De stand van zaken met betrekking tot de fosfaatrechten voor de melkveehouderij per 10 november 2016:

  • Het ingediende wetsvoorstel van staatssecretaris Van Dam wordt door de Europese Commissie als staatssteun opgevat. Hierdoor moet het wetsvoorstel aangepast worden.
  • Door de benodigde aanpassing van het wetsvoorstel is invoering op 1 januari 2017 onmogelijk geworden.
  • Het wetsvoorstel wordt op twee punten gewijzigd en het fosfaatrechtenstelsel wordt ingevoerd op 1 januari 2018 (naar verwachting).
  • Als eerste punt wordt de generieke korting niet meer toegepast nadat de rechten zijn verstrekt, maar de korting wordt direct verwerkt in de hoeveelheid rechten die wordt toegekend.
  • De totale hoeveelheid rechten die op 1 januari 2018 wordt toegekend, is gelijk aan het fosfaatproductieplafond in de derogatiebeschikking.
  • De hoeveelheid rechten per bedrijf is afhankelijk van de gegevens over de veestapel op 2 juli 2015 en de forfaitaire excretiewaarden.
  • Als tweede punt wordt in de wet nader toegelicht dat de fosfaatbank, voor het toekennen van niet overdraagbare rechten, strengere criteria zal moeten hanteren dan wat nu op basis van geldende Europese normen verplicht is.

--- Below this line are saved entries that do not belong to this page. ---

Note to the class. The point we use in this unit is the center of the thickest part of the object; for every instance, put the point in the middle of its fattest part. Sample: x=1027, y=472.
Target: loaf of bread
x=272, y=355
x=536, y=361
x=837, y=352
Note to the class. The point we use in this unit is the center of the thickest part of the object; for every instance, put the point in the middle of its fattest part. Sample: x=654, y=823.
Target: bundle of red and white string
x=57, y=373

  • De Europese Commissie benadrukt wel dat Nederland een overtuigend pakket aan maatregelen moet presenteren om aan te tonen dat de fosfaatproductie in 2017 wordt gereduceerd.

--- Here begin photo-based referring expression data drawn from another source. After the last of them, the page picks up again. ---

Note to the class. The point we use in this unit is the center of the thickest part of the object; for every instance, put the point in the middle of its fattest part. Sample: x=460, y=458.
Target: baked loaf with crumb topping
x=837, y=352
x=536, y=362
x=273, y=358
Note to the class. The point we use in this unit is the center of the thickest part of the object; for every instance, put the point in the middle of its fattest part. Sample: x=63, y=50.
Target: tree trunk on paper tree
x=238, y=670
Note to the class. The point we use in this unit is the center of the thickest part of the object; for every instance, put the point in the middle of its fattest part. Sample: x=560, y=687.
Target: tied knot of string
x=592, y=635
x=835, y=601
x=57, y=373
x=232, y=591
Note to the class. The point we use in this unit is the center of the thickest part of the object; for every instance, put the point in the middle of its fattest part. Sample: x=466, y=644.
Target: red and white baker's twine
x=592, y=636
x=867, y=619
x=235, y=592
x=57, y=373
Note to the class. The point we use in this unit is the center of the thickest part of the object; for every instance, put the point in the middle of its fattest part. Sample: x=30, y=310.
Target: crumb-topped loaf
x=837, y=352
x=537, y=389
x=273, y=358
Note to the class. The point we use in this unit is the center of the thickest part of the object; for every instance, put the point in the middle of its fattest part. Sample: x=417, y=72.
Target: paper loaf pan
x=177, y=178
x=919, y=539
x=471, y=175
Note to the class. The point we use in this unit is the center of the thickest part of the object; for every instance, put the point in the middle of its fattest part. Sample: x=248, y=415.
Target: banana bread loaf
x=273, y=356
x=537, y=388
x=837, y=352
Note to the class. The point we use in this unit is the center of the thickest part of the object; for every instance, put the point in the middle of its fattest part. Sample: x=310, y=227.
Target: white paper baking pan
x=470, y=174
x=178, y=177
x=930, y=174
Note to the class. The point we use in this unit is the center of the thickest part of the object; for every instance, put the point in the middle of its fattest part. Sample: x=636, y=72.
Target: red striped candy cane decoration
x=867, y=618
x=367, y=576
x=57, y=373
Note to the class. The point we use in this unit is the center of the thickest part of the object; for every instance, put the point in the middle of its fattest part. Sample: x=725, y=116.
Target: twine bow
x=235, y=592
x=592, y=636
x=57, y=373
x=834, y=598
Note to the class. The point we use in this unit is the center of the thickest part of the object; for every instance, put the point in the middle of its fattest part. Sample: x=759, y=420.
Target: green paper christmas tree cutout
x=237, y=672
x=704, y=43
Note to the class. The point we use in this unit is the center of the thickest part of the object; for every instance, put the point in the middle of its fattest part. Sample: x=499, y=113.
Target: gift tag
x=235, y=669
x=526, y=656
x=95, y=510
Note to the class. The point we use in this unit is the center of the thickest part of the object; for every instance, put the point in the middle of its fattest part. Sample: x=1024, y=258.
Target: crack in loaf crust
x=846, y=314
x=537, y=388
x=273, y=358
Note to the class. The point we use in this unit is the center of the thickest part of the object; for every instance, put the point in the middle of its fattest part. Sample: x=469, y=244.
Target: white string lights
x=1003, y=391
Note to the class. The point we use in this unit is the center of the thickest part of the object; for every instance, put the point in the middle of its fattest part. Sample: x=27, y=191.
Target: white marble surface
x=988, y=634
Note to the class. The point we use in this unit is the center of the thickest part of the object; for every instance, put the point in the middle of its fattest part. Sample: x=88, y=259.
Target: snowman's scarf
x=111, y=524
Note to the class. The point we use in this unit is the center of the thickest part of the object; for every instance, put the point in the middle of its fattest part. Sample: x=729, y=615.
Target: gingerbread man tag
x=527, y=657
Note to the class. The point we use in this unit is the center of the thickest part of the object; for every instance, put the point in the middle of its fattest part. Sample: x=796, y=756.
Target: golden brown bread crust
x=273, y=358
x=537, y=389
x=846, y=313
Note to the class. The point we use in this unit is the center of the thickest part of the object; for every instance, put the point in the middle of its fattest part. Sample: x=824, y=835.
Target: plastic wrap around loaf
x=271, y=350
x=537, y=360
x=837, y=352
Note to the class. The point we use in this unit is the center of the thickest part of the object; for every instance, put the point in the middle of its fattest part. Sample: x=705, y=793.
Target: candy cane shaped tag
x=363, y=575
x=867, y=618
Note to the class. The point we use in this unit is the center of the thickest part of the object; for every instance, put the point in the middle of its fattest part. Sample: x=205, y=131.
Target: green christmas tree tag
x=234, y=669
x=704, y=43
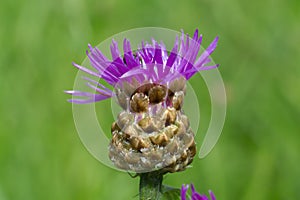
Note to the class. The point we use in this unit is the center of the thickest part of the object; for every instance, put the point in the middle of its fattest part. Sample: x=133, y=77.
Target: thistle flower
x=152, y=132
x=195, y=195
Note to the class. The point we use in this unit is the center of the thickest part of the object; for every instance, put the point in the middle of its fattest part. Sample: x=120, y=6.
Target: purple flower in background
x=195, y=195
x=150, y=63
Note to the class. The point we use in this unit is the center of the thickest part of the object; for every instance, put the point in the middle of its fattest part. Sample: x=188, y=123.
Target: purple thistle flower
x=195, y=195
x=149, y=63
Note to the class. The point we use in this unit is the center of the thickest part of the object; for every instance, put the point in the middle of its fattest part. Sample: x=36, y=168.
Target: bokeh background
x=257, y=156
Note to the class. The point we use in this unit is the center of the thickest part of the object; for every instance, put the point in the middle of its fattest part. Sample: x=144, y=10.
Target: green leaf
x=169, y=193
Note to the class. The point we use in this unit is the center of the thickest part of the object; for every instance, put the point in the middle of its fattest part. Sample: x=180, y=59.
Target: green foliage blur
x=41, y=155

  • Deze reductie in 2017 is dus niet op basis van de fosfaatrechten, want dit systeem treedt naar verwachting op 1 januari 2018 in werking.

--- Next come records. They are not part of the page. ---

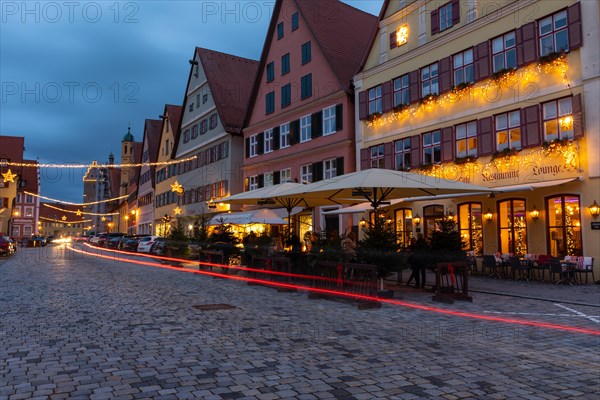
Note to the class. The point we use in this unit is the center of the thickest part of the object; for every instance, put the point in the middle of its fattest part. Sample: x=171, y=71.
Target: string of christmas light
x=487, y=91
x=65, y=221
x=78, y=212
x=76, y=204
x=94, y=164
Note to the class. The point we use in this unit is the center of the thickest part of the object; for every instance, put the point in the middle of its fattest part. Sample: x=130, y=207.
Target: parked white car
x=146, y=243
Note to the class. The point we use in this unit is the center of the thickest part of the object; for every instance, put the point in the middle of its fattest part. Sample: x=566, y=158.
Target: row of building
x=502, y=94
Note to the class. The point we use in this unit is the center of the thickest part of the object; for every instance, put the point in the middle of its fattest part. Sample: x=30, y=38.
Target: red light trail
x=421, y=307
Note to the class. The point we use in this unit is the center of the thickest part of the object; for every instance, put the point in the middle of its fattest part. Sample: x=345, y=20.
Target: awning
x=264, y=216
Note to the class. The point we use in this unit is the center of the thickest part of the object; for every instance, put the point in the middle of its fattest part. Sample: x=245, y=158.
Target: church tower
x=126, y=158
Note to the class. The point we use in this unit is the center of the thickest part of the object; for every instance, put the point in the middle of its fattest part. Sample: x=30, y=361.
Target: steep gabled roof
x=230, y=79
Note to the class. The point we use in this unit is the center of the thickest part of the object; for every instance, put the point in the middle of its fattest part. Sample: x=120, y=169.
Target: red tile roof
x=230, y=79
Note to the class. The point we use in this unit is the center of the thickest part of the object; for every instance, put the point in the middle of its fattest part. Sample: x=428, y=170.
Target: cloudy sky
x=75, y=74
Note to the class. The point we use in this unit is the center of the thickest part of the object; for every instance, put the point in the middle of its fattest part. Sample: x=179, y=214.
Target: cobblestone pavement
x=76, y=327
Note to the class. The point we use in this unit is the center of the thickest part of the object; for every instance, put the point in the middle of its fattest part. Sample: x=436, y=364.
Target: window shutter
x=388, y=155
x=445, y=74
x=455, y=12
x=413, y=79
x=387, y=96
x=261, y=181
x=415, y=151
x=294, y=132
x=339, y=117
x=530, y=126
x=363, y=105
x=316, y=125
x=339, y=166
x=365, y=158
x=261, y=143
x=577, y=117
x=481, y=61
x=526, y=39
x=485, y=137
x=447, y=144
x=575, y=33
x=276, y=142
x=317, y=171
x=435, y=22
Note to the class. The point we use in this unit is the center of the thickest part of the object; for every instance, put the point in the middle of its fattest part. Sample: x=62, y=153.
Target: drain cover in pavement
x=213, y=307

  • Indien deze reductie in 2017 niet voldoende is dan kan dit gevolgen hebben voor de voortzetting van de derogatie na 2017.
  • Dus vٕóór 1 januari 2018 moet de fosfaatproductie onder het fosfaatplafond worden gebracht en daarna kan het stelsel van fosfaatrechten worden ingevoerd.

Kortom, wordt vervolgd….In de tussentijd blijft vooral de melkveehouderij in grote onzekerheid achter.